My husband’s big motivator is always “improvement” – he wants to see progress of some kind.  While his is more focused on tangible change (money, jobs, accomplishments), I understand that desire for wanting thing to be “better.”  Better is relative, since I do not use the same measuring stick that he does, but looking back over the past decade, I can see the changes in our lives.  While not the most flattering, as I look back over the past decade, a word that jumps out at me to describe our family is “decisive” – we make decisions, we plan, and we don’t look back.

After reading back through what I wrote at the end of last year, I ended with “may 2019 be a year of routine.”  To that I now think “YES!”  I never really set firm resolutions for myself in a new year, but that one somehow worked itself out.  I spent much of 2018 focusing on other people and not finding time for myself.   But I found that the more routine I have, the more in control of my time I feel.  It works against me when I try to get my kids to do something outside of our routine, but for the most part it helps.
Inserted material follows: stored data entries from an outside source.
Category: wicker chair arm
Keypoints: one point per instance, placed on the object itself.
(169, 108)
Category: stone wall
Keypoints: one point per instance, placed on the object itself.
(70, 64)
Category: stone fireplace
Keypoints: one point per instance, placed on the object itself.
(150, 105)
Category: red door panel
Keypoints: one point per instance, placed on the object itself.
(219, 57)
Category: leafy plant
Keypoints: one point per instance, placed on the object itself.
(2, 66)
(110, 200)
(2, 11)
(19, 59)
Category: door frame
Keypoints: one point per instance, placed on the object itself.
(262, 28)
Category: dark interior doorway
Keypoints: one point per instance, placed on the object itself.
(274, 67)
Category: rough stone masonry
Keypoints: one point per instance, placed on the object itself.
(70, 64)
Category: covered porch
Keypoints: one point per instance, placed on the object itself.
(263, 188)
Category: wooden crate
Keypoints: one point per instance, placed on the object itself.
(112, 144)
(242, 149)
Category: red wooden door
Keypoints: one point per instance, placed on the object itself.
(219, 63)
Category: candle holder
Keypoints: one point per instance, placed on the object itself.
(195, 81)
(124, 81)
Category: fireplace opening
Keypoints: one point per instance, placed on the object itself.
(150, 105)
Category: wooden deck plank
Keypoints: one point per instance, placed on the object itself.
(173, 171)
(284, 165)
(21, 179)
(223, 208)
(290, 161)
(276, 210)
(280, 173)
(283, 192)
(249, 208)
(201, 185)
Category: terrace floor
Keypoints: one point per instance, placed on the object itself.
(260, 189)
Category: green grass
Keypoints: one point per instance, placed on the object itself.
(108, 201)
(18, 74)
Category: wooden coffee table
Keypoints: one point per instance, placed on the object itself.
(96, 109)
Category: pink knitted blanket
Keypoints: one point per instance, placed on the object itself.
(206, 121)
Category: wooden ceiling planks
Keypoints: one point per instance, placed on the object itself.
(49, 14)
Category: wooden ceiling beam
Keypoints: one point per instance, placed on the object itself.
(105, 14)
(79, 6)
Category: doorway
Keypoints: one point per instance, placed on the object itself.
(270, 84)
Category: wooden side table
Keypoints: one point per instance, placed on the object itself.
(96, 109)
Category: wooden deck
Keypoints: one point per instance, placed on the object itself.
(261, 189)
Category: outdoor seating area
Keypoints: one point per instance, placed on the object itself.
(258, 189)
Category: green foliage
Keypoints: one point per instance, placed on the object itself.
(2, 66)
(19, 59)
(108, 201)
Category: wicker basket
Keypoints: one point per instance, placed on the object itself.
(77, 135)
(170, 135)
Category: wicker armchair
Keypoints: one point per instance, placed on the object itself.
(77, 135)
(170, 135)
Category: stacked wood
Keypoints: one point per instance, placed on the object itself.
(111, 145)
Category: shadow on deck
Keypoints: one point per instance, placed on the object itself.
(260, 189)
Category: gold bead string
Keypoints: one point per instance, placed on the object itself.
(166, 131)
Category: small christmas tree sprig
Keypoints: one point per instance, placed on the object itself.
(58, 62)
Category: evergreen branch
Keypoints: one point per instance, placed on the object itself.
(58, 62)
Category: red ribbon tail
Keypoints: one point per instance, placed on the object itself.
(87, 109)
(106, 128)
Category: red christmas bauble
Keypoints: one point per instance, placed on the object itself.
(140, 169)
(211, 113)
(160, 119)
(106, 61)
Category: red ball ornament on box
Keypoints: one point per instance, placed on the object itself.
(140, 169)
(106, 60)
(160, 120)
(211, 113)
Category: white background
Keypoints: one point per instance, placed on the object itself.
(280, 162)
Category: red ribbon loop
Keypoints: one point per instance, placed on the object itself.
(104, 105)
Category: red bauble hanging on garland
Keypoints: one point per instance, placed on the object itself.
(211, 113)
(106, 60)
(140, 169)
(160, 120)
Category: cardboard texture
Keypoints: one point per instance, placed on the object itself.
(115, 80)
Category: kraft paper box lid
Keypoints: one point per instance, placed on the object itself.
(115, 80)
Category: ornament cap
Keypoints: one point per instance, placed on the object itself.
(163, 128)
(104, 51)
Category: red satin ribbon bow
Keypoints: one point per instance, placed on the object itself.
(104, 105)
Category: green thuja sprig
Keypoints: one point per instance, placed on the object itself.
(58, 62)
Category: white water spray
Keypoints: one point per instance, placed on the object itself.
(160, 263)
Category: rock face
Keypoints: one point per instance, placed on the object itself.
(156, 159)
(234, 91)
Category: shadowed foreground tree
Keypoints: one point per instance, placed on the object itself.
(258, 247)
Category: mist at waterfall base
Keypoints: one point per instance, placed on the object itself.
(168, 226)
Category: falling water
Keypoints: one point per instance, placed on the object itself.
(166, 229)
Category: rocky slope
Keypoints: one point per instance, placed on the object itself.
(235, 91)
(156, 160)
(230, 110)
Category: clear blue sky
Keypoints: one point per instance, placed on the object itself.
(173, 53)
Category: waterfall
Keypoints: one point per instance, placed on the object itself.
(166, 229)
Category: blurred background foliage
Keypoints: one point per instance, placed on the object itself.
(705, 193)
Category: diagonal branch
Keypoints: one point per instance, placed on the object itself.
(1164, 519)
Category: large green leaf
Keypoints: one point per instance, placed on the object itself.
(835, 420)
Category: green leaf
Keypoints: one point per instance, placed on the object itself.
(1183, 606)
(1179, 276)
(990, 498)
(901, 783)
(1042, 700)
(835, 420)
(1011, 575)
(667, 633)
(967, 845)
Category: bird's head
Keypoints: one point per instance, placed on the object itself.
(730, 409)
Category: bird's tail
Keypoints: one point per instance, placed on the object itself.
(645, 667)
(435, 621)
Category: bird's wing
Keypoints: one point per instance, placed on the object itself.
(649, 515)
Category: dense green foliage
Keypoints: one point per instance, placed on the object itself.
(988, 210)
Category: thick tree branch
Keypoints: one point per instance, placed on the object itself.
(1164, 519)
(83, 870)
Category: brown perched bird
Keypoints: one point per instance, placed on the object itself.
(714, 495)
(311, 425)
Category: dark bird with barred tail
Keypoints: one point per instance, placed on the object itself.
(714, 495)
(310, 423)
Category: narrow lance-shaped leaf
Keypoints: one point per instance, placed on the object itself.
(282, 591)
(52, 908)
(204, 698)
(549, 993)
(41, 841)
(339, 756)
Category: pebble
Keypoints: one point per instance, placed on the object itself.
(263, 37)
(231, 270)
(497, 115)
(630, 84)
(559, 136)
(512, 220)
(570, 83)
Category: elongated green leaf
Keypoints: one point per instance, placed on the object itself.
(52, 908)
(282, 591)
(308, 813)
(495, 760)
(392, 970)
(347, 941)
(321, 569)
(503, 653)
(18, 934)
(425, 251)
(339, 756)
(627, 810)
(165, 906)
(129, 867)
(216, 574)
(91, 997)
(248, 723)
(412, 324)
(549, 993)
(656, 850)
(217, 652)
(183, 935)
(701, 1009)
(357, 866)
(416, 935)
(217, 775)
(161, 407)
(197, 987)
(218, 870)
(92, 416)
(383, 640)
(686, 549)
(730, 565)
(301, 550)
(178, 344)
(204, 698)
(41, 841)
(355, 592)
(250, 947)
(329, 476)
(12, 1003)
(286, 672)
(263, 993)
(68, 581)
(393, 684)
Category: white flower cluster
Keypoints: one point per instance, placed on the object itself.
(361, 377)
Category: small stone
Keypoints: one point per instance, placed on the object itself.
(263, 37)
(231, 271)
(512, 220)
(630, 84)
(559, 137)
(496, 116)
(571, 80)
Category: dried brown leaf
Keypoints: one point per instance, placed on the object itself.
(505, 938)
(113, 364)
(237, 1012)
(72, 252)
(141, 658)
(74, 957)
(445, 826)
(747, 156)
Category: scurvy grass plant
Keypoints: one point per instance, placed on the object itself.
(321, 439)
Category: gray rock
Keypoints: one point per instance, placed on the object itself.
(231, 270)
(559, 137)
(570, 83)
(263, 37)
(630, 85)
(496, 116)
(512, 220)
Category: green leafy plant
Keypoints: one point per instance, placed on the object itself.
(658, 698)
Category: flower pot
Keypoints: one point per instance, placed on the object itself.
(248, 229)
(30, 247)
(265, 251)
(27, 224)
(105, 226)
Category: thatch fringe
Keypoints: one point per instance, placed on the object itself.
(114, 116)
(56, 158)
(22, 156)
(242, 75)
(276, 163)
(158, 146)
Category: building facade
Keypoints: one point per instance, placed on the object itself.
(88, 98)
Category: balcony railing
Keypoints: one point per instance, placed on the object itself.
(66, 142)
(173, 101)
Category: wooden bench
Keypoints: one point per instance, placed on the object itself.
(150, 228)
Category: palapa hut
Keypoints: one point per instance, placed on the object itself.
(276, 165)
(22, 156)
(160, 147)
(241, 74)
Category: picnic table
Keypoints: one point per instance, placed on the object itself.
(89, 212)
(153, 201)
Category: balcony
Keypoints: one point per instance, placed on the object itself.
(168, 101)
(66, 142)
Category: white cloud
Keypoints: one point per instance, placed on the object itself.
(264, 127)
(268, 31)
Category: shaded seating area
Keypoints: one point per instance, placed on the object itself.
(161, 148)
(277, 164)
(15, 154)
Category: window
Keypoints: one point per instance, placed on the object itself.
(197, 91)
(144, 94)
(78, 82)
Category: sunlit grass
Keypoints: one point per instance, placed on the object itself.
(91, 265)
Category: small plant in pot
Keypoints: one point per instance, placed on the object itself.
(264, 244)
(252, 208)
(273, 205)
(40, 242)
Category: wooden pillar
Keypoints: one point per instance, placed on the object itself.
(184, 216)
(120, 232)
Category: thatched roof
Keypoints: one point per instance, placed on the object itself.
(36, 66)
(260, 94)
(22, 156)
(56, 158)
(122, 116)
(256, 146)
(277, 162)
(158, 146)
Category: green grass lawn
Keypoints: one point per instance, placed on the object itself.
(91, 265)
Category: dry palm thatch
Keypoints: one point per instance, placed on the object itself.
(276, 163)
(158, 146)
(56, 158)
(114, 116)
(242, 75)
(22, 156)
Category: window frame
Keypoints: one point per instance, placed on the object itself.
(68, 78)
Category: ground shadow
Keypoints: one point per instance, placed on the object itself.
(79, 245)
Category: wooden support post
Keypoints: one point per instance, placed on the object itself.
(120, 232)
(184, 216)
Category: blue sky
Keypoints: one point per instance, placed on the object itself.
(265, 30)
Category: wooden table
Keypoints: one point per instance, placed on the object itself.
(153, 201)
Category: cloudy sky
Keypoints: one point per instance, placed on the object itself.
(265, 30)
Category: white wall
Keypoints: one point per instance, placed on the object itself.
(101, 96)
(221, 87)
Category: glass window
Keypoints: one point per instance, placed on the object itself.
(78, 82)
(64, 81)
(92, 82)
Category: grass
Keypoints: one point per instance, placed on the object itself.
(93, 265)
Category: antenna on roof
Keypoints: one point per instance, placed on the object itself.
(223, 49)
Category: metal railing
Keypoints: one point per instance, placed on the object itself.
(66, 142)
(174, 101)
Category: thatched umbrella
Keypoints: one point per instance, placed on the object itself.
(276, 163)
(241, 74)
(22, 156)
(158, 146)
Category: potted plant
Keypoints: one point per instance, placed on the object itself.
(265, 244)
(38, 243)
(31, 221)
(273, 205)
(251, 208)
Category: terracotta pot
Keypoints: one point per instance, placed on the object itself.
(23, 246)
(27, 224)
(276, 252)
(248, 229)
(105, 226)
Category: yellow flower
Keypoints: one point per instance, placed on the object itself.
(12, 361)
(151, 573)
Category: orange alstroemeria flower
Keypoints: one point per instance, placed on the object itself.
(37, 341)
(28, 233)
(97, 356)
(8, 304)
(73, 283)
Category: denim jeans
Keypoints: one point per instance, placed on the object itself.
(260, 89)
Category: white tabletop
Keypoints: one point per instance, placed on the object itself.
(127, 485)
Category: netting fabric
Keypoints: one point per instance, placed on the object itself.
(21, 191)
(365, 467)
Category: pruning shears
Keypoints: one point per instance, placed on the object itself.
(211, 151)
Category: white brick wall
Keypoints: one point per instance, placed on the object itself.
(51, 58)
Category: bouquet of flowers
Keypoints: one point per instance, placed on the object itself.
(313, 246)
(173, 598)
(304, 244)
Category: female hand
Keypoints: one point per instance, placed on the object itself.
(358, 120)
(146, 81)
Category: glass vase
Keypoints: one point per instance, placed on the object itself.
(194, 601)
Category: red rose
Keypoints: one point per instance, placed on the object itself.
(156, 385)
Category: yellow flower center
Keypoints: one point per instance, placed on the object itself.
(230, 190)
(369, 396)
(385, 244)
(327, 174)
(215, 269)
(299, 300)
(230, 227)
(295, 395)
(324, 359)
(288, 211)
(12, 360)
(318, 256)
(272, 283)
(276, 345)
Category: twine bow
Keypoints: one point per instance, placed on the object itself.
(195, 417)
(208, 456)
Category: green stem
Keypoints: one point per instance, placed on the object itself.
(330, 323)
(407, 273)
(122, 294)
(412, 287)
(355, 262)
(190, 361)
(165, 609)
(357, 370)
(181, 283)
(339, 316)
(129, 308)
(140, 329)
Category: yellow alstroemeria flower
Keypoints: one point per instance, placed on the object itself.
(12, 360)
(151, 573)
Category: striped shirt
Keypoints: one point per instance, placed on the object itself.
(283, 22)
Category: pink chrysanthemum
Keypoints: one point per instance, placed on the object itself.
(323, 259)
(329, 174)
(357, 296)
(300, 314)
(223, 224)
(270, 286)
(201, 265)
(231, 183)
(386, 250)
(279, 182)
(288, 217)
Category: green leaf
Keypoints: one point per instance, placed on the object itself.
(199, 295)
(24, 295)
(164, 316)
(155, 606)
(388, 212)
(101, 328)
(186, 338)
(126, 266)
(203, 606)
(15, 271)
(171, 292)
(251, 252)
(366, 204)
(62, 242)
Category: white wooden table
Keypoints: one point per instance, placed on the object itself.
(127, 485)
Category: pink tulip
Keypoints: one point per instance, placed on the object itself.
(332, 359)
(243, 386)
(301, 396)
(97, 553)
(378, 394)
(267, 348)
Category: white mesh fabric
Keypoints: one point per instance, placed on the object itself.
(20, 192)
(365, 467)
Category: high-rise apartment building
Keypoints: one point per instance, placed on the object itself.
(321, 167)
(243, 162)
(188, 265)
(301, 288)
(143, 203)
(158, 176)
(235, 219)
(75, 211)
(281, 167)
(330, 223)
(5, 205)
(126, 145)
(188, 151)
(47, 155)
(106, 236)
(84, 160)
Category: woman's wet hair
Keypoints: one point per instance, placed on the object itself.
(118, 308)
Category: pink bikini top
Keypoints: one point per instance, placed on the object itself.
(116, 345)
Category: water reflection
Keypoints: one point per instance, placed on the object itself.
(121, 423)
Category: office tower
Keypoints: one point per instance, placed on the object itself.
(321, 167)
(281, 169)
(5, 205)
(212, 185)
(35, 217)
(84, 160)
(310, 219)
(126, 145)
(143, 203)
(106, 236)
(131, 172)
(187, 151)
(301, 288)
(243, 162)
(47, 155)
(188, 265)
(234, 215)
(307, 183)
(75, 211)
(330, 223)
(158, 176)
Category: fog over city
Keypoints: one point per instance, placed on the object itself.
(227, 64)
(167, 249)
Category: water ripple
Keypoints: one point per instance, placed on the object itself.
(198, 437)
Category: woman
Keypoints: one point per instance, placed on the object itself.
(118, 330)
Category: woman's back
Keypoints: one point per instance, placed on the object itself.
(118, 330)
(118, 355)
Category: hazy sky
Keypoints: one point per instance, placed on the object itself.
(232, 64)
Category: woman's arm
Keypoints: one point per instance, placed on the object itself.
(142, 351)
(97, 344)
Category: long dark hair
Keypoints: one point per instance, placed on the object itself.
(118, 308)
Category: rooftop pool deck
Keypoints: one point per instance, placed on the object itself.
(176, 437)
In 2019, I formed a consistent habit of waking up at 5:30 and cherishing the time to myself.  I drink a cup of coffee, write in my journal, read something.  While my 7-year-old usually appears by my side at 6:00 wanting breakfast, the rest of the family doesn’t wake until nearly 7:00, leaving time I can capture completely for myself.  As a perfect example: writing this reflection on the past year and decade.

Here’s to what comes next.  The next decade will bring our kids entering middle school, high school, and college.  We want to travel more, and visit countries outside of the United States.  In the more immediate year, I can still see things I would like to change – new challenges, better care for my body, focusing more on writing.

May 2020 be a year of “clear vision.”  Clarity.